Isshin Ryu

Isshin Ryu's main objective is the perfection of oneself through both physical and mental development.  
As students learn the art of self-defence, they acquire self-confidence, serenity, and the ability to concentrate.  
Isshin Ryu Karate combines a well-rounded exercise program with some important advantages over other styles which include:

1. Isshin Ryu kicks and punches are thrown from natural stances, eliminating wasted motion and giving you split-second advantages over opponents using other styles.

2. Isshin Ryu stresses proficiency with both hand and foot techniques, making it the most versatile form of Karate because you have no weak points.

3. Isshin Ryu is the most realistic style of Karate, stressing "close-in" techniques necessary for "street fighting" where you have no time for elaborate, time-consuming wind-ups of other styles.

4. Isshin Ryu is the most sensible form of Karate, with snap-punch and snap-kick techniques that permit you to move in and out quickly without committing yourself to a disadvantaged position, should you miss or misjudge.
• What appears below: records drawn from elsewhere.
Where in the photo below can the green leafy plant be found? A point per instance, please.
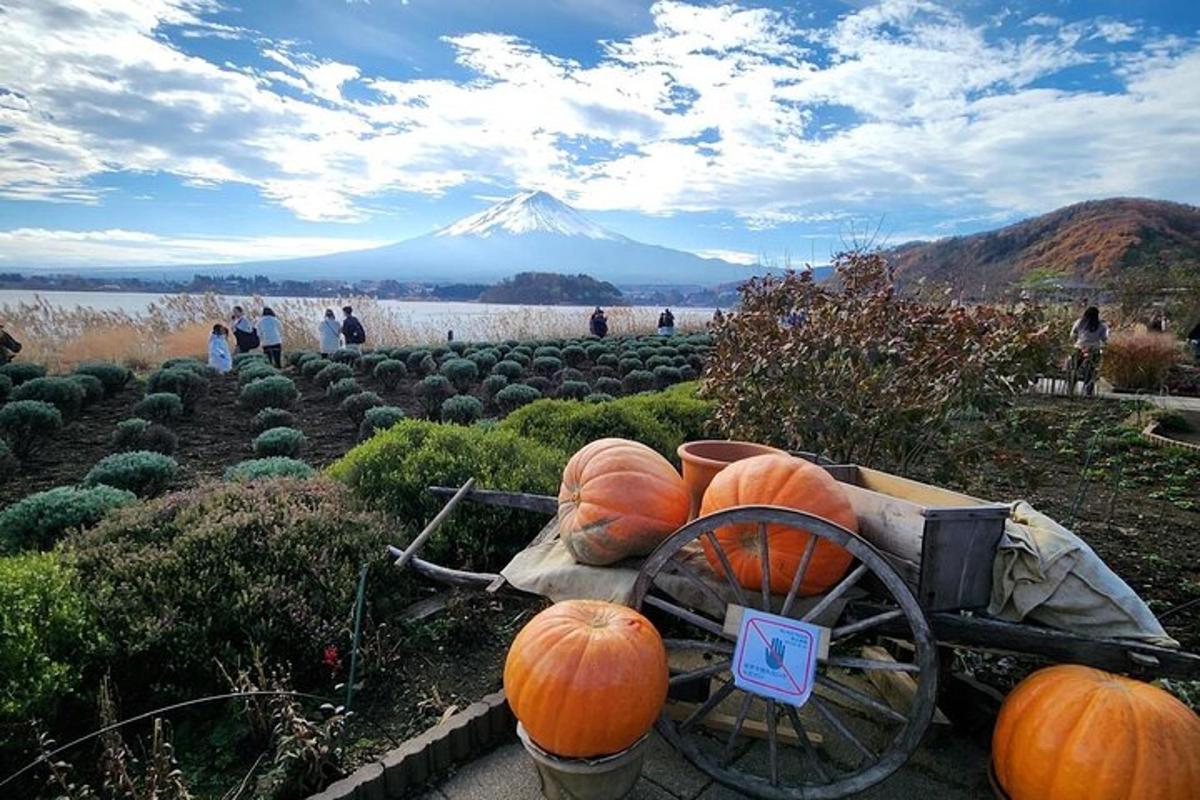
(61, 392)
(25, 425)
(113, 376)
(141, 471)
(462, 409)
(280, 441)
(257, 469)
(389, 373)
(394, 469)
(39, 521)
(379, 419)
(357, 405)
(160, 407)
(276, 391)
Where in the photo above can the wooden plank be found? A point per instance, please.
(898, 689)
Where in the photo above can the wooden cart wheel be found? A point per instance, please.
(843, 739)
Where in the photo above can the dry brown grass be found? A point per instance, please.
(179, 325)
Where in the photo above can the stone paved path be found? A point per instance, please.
(947, 767)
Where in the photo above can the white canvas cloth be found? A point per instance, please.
(1048, 575)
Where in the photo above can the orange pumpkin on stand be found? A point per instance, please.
(779, 480)
(618, 498)
(1077, 733)
(586, 678)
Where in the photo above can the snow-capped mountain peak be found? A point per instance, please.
(525, 214)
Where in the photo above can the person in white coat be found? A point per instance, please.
(330, 334)
(219, 349)
(271, 332)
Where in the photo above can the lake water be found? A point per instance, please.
(468, 320)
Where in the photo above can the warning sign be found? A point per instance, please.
(775, 656)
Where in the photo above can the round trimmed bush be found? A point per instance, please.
(274, 417)
(40, 521)
(18, 372)
(277, 391)
(280, 441)
(639, 380)
(357, 405)
(257, 469)
(607, 386)
(160, 407)
(432, 391)
(61, 392)
(462, 409)
(461, 372)
(25, 425)
(142, 434)
(93, 390)
(493, 384)
(574, 390)
(389, 373)
(546, 365)
(514, 396)
(510, 370)
(379, 417)
(189, 385)
(340, 390)
(331, 373)
(113, 376)
(141, 471)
5. Isshin Ryu is more adaptable to the American/Australian physique and temperament than other more rigid styles because it designed by the Okinawan Master Tatsuo Shimabuku to follow natural body movements.
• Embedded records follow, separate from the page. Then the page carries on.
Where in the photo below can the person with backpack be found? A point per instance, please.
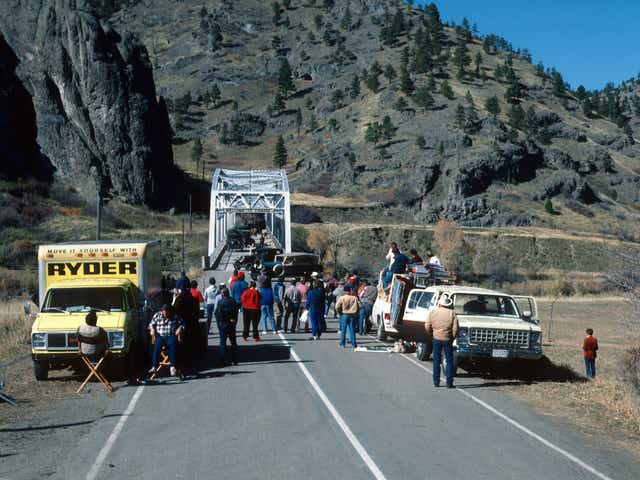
(226, 313)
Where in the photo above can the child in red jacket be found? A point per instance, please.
(589, 349)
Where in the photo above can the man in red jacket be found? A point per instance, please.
(250, 301)
(589, 349)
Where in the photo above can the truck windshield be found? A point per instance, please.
(489, 305)
(111, 299)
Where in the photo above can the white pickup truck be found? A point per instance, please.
(493, 325)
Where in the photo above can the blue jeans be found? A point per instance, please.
(315, 318)
(170, 342)
(348, 322)
(438, 347)
(590, 364)
(209, 310)
(227, 330)
(363, 315)
(267, 313)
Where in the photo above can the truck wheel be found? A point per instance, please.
(423, 351)
(40, 370)
(381, 335)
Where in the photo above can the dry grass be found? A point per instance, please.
(15, 327)
(606, 405)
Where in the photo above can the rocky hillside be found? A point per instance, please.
(384, 104)
(89, 93)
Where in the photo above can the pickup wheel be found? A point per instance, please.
(381, 334)
(423, 350)
(40, 370)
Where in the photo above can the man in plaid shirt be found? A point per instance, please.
(165, 327)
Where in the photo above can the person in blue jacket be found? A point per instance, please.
(239, 286)
(315, 307)
(266, 309)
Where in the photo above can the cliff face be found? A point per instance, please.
(96, 112)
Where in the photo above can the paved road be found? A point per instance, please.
(295, 408)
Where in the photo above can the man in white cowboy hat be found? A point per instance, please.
(442, 325)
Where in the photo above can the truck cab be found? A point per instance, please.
(119, 280)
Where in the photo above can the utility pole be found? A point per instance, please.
(183, 268)
(98, 213)
(190, 216)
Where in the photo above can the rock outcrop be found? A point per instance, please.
(97, 116)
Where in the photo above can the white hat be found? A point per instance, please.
(445, 301)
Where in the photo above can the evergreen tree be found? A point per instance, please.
(387, 129)
(446, 90)
(347, 19)
(285, 78)
(516, 116)
(224, 134)
(557, 83)
(460, 117)
(389, 72)
(354, 89)
(422, 98)
(280, 155)
(406, 84)
(493, 106)
(278, 103)
(431, 83)
(478, 62)
(196, 152)
(373, 133)
(313, 123)
(298, 120)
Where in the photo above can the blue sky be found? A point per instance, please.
(589, 42)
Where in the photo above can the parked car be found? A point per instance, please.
(292, 265)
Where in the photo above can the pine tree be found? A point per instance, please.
(460, 117)
(280, 155)
(423, 98)
(446, 90)
(298, 120)
(313, 123)
(347, 19)
(224, 134)
(478, 62)
(387, 128)
(196, 152)
(493, 106)
(557, 83)
(354, 88)
(406, 84)
(214, 95)
(373, 133)
(516, 116)
(278, 102)
(285, 78)
(389, 72)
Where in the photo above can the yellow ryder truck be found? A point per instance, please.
(120, 280)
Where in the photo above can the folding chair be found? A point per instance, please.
(164, 360)
(94, 370)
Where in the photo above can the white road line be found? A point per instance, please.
(377, 473)
(521, 427)
(95, 468)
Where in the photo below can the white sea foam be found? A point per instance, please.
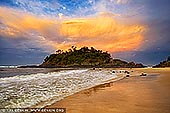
(27, 90)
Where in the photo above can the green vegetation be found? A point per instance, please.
(164, 63)
(84, 57)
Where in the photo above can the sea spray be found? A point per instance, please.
(25, 91)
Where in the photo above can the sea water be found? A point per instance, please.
(22, 88)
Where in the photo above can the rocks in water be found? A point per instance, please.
(113, 72)
(127, 72)
(128, 75)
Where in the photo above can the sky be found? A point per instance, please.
(132, 30)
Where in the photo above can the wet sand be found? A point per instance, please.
(150, 94)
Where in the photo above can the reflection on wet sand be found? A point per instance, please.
(135, 94)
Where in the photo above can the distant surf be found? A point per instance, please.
(22, 91)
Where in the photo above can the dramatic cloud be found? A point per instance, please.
(102, 31)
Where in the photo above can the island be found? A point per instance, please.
(85, 57)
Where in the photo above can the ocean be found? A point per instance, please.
(27, 87)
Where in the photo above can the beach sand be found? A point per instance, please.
(150, 94)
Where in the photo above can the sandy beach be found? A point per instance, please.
(150, 94)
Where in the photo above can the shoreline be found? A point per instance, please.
(118, 78)
(154, 77)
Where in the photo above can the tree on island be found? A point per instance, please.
(165, 63)
(84, 57)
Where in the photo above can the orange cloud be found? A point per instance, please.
(102, 32)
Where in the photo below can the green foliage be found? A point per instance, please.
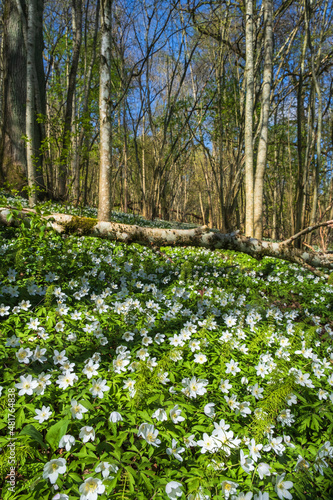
(170, 323)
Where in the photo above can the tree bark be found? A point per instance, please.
(249, 228)
(104, 204)
(30, 102)
(12, 146)
(66, 141)
(13, 155)
(265, 105)
(198, 237)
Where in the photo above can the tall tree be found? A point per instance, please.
(105, 108)
(265, 106)
(13, 154)
(66, 139)
(249, 74)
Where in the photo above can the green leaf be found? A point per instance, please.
(30, 430)
(56, 432)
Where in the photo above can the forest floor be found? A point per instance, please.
(139, 375)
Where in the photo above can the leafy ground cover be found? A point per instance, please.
(136, 376)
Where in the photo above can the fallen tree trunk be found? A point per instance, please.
(198, 237)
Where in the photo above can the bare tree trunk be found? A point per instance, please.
(263, 139)
(249, 227)
(144, 194)
(87, 89)
(300, 183)
(77, 27)
(125, 157)
(30, 102)
(320, 105)
(104, 201)
(197, 237)
(12, 146)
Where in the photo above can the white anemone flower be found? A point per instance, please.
(99, 387)
(24, 355)
(209, 410)
(173, 490)
(87, 433)
(149, 433)
(53, 468)
(115, 417)
(175, 451)
(160, 415)
(282, 487)
(43, 414)
(77, 410)
(229, 488)
(67, 441)
(263, 470)
(105, 468)
(91, 488)
(175, 415)
(27, 385)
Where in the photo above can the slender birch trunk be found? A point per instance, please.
(249, 228)
(30, 103)
(66, 142)
(104, 205)
(263, 139)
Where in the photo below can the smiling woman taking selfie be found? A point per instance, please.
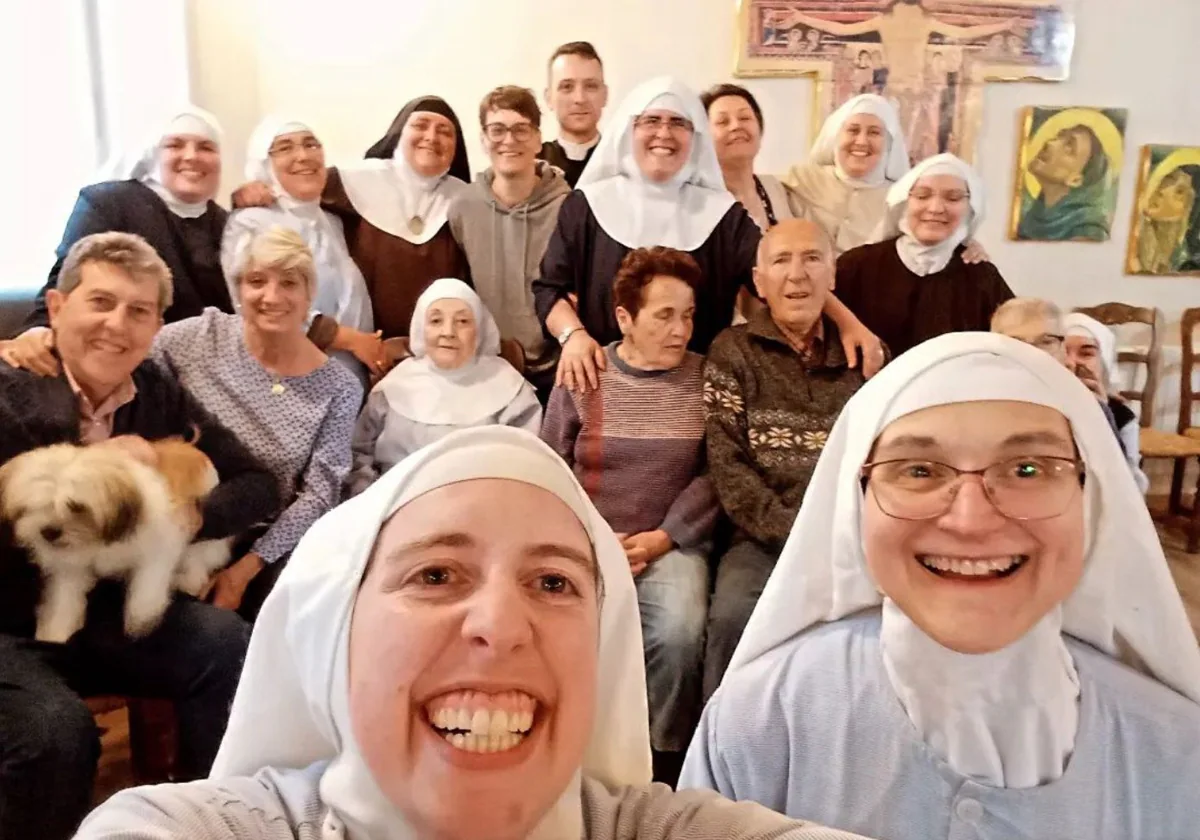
(972, 630)
(915, 283)
(432, 667)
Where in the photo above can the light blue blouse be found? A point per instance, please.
(815, 729)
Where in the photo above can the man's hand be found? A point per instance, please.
(252, 195)
(973, 253)
(641, 550)
(228, 586)
(33, 351)
(580, 363)
(873, 349)
(366, 347)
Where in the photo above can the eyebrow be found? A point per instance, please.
(461, 540)
(1018, 439)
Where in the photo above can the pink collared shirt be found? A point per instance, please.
(96, 421)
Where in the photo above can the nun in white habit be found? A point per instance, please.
(288, 156)
(1091, 351)
(653, 180)
(454, 378)
(915, 283)
(430, 666)
(394, 205)
(993, 648)
(858, 155)
(162, 191)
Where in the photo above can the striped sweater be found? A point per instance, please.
(637, 447)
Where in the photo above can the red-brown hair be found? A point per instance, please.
(642, 265)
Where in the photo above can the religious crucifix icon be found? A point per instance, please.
(930, 58)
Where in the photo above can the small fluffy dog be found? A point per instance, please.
(100, 511)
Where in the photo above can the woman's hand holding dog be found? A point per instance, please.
(228, 586)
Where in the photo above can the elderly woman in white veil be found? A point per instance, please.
(433, 667)
(972, 629)
(653, 180)
(915, 282)
(288, 156)
(454, 378)
(162, 191)
(858, 155)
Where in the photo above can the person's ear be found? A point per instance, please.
(54, 301)
(757, 282)
(624, 321)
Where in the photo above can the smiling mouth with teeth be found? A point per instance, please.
(973, 569)
(475, 721)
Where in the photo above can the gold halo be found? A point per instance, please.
(1068, 118)
(1176, 160)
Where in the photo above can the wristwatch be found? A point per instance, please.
(567, 334)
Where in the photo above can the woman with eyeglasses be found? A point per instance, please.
(653, 180)
(395, 205)
(913, 283)
(972, 630)
(287, 155)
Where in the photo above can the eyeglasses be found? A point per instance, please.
(498, 131)
(652, 123)
(1027, 489)
(289, 148)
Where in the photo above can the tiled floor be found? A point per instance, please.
(117, 772)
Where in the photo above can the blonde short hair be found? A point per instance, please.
(126, 251)
(280, 249)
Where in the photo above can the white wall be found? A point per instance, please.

6. Isshin Ryu will put you into better physical shape because it provides you with an aggressive exercise program that will improve your muscle tone, suppleness, speed, and wind.

7. Isshin Ryu may help you in your job or at school, since the mental and physical conditioning provides you with an opportunity to "wind-down" from daily tensions and frustrations.
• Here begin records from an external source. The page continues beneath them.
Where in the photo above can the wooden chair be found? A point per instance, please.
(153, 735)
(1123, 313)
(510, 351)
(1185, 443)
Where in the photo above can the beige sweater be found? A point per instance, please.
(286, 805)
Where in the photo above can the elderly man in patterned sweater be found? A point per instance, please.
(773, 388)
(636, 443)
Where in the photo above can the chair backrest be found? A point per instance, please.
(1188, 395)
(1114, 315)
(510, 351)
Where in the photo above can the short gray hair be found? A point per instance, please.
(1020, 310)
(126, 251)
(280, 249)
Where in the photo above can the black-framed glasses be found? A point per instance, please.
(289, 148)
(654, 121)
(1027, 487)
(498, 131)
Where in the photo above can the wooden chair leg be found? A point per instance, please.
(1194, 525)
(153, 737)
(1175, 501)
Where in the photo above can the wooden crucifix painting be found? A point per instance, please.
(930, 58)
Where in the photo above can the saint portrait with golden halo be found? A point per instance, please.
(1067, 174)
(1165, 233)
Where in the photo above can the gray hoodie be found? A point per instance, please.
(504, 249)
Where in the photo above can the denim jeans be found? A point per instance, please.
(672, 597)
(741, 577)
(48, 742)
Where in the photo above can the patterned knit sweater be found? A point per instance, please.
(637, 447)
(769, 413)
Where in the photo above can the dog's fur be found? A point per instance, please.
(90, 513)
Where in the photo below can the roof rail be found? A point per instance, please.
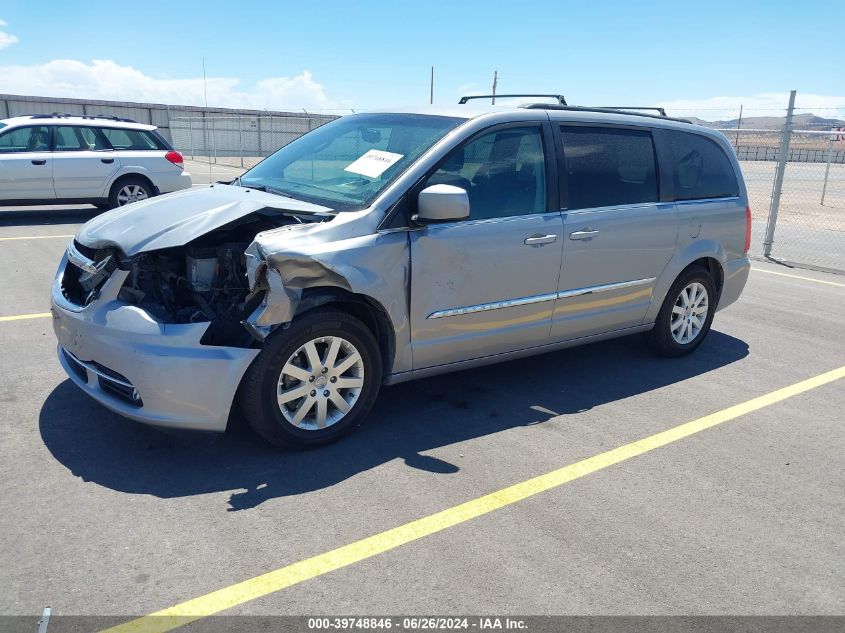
(607, 110)
(68, 115)
(560, 98)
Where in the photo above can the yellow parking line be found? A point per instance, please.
(20, 317)
(818, 281)
(33, 237)
(239, 593)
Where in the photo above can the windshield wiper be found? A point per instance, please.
(240, 183)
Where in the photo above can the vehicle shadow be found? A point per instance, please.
(24, 216)
(408, 420)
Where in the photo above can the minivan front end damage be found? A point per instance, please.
(141, 367)
(165, 333)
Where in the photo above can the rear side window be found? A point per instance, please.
(132, 139)
(697, 166)
(608, 167)
(25, 139)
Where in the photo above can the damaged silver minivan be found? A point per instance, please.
(383, 247)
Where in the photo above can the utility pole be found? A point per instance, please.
(829, 157)
(431, 94)
(781, 168)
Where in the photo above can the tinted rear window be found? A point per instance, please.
(607, 167)
(132, 139)
(697, 167)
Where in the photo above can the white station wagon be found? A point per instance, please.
(68, 159)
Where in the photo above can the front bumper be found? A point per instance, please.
(116, 350)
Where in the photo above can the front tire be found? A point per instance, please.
(686, 314)
(313, 381)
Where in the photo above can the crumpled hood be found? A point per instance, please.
(177, 218)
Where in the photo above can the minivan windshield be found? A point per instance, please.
(346, 163)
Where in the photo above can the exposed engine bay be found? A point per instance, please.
(204, 280)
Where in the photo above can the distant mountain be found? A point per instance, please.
(799, 122)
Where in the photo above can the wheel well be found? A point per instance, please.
(715, 269)
(133, 175)
(367, 310)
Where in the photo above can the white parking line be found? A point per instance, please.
(33, 237)
(818, 281)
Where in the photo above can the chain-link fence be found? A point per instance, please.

Master Shimabuku's Code of Karate

  1. A person's heart is the same as Heaven and Earth.

  2. The blood circulating is similar to the Moon and Sun.

  3. The manner of drinking and spitting is either hard or soft.

  4. A person's unbalance is the same as a weight.

  5. The body should be able to change direction (motion) at any time.

  6. The time to strike is when the opportunity presents itself.

  7. The eye must see every way.

  8. The ear must listen in all directions.

The Karate Triangle.
The practice of karate, karate-do, is primarily comprised of three components:
  1. Kihon
  2. Kata
  3. Kumite
The continuous and dedicated practice of these three elements or points, naturally, results in continuous improvement in each of them.  Each is important as the other and a dedicated karate-ka should practice each diligently, with the same amount of effort afforded to each.  The ultimate goal of practicing all the above, and it can be argued the ultimate aim of martial arts, is the continuous improvement and betterment of oneself and ones character.  Thus the three can be represented as points of a triangle, with oneself in the middle. 

However, to be a triangle these three points must be connected to one another.  It is ones personal improvement and development of character that forms the sides of the triangle and binds each point to the other, surrounding oneself.  If your personal development fails to keep pace with the inevitable strengthening of each point, the lines will break.  Resulting in the karate-ka loosing their way on the path of martial arts.  So becoming a person who might be able to kick and punch well but have poor strength of character.  Such people are generally called "thugs". 

There is a very apt saying "With great power comes greater responsibility".  It is the practice of the three that give the "power", but development of oneself that provides the "responsibility".

So, it is for each karate-ka to decide the orientation of their own "karate triangle", and as their martial arts journey progresses that orientation will invariably change.  However the development of ones character must remain a constant.